3 of 5 added info about problem's origin and an attempt to solve it

DFA, lower bound on number of states, language with primes and remainders

This is an exercise from old exam on formal languages that I don't know how to solve:

Let $p \ge 5$ be a prime number and $L_p$ be a language of words over $\{0,1\}$ that read in binary from right (i.e. from least significant bit) give a number that gives remainder modulo $p$ from the set $\{1,2, \ldots, \frac{p-1}{2}\}$.

How to show that:

Every DFA recognizing $L_p$ has at least $2p$ states.

?

One fact that I know of and is somehow related (has DFA and primes in the statement) is:

Any DFA recognizing language $\{0^n : n \text{ is not divisible by } p\}$ has at least $p$ states.
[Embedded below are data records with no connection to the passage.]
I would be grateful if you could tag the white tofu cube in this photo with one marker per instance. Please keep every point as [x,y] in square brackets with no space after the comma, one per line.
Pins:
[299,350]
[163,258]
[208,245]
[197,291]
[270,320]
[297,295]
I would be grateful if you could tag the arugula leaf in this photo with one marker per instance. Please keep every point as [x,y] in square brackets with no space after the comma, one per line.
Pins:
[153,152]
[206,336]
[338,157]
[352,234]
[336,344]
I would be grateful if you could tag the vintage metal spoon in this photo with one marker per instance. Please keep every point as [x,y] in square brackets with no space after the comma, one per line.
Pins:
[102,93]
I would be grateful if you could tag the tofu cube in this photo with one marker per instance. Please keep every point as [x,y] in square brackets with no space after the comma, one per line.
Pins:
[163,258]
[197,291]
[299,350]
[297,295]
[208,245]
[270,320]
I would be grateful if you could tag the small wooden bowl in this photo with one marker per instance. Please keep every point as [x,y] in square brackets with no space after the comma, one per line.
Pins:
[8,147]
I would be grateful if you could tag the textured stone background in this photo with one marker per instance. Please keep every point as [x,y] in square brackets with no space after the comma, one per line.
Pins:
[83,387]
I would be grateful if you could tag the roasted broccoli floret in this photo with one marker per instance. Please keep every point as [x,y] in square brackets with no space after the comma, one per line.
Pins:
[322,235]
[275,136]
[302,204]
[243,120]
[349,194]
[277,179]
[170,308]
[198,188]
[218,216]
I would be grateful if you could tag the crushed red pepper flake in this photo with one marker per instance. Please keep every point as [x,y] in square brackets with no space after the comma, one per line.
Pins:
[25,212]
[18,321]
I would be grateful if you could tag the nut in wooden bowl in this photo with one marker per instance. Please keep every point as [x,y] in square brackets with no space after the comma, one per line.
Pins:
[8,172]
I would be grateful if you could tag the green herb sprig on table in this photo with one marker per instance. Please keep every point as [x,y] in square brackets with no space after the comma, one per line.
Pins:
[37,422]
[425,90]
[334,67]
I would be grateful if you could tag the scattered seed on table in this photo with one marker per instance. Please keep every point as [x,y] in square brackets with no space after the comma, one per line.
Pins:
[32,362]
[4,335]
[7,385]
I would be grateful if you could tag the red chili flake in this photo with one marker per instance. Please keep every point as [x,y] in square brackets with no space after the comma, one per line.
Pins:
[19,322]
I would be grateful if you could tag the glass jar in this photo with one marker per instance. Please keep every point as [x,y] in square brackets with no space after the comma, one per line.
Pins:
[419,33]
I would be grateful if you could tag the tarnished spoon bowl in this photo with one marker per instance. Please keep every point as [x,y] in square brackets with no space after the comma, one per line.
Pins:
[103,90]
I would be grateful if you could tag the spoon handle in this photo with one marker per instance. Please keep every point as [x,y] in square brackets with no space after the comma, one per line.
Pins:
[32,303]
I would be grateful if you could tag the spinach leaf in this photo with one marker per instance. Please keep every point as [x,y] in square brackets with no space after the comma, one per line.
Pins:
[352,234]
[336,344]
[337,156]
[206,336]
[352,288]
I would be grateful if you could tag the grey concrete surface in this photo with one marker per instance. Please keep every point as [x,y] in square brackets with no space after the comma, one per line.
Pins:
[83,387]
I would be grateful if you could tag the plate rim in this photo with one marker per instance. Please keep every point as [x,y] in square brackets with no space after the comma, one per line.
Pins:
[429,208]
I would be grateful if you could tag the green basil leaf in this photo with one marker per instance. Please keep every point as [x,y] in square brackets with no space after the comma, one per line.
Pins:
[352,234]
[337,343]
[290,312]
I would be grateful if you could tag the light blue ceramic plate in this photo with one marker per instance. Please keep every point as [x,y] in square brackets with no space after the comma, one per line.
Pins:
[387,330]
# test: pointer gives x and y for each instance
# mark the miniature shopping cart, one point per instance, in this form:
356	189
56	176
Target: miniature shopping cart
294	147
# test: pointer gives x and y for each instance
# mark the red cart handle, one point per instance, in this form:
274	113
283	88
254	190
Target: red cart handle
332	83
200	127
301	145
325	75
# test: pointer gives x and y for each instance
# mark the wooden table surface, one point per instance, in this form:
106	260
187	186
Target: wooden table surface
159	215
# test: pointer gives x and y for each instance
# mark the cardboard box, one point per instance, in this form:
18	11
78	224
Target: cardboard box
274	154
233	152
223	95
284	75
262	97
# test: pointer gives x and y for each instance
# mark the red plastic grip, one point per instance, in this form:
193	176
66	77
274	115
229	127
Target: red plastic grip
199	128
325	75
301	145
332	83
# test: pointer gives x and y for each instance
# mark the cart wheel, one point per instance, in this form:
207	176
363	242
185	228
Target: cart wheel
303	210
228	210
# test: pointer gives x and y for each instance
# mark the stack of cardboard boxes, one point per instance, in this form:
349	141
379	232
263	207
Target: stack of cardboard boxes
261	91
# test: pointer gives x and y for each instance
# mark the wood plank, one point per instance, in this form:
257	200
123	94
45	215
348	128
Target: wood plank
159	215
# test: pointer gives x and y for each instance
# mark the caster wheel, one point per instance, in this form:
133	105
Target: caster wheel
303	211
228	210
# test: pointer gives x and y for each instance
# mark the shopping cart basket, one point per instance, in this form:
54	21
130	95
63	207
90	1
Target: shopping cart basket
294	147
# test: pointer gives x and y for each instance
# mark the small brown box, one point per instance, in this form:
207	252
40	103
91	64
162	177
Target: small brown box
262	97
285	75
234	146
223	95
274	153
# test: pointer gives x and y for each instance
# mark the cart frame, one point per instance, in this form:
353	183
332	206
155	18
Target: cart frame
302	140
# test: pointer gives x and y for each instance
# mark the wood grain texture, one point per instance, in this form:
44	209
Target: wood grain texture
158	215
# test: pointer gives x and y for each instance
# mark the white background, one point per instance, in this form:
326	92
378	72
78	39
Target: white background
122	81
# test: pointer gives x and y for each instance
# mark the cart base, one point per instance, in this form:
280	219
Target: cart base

This can be seen by observing that the language is infinite, hence any DFA must have a reachable cycle, from which some accepting state is reachable. And if that cycle had less than $p$ states, then because any number smaller than $p$ is coprime with $p$, we could loop sufficiently many times in that cycle and arrive at the aforementioned accepted state with a word $0^{kp}$ for some natural $k$ - a contradiction.

Maybe it's possible to use this fact, or alter this proof somehow to make it fit for the theorem with $L_p$?